Historische Steinbauten, verwinkelte Gassen, alte Palazzi. Klingt nach der perfekten Dorfkulisse in Italien. Und trotzdem stehen in dem 10.000-Einwohner-Dorf Mussomeli auf Sizilien etliche Häuser leer und verfallen. Deswegen verkauft die Stadt sie für einen Euro – und verpflichtet die neuen Besitzerinnen und Besitzer im Gegenzug, die Schnäppchenhäuser zu renovieren. Lohnt sich der Kauf wirklich? 

Das wollten auch Tonia und ihr Ehemann Steve Bauer sowie Danny McCubbin wissen – und schlugen zu. Jetzt haben sie verraten, wieso sie inzwischen nicht mehr in den Ein-Euro-Häusern leben. 

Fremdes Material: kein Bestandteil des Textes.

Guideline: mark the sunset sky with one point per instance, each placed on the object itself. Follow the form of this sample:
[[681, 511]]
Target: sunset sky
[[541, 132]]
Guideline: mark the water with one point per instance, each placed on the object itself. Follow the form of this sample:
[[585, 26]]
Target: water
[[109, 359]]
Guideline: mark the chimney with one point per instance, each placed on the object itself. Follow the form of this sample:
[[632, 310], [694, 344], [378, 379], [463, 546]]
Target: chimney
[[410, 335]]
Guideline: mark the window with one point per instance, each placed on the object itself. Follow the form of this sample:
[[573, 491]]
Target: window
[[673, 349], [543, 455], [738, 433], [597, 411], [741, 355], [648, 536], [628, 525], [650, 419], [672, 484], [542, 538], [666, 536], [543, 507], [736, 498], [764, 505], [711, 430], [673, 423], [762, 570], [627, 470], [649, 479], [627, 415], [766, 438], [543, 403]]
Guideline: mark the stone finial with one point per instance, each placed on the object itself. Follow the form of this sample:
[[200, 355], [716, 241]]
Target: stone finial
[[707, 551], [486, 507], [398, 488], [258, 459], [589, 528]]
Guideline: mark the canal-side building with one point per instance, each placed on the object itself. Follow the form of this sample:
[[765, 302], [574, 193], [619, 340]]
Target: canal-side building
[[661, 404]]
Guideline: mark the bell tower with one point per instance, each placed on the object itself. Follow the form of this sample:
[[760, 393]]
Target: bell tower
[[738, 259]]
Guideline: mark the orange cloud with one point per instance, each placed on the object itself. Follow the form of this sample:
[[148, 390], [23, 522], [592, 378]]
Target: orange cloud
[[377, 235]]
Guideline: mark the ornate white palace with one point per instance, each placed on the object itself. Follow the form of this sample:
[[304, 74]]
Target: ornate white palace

Paar kauft Ein-Euro-Haus – so ist das Leben dort wirklich

Tonia Bauer und ihr Mann Steve lebten in den USA, ehe es sie nach Berlin verschlug. Dort hörten sie von den Mega-Schnäppchen in Italien und waren sofort begeistert. Sie buchten einen Flug nach Sizilien. „Wir sahen uns mehrere Ein-Euro-Häuser an und stellten fest, dass viel mehr Arbeit nötig wäre, als wir bewältigen wollten“, erinnert sich Tonia an den Beginn ihres Abenteuers.

Kein Wunder: Vielen Schnäppchen-Häuser in Mussomeli fehlten nicht nur Steine an der Fassade, sondern sogar ganze Fußböden. 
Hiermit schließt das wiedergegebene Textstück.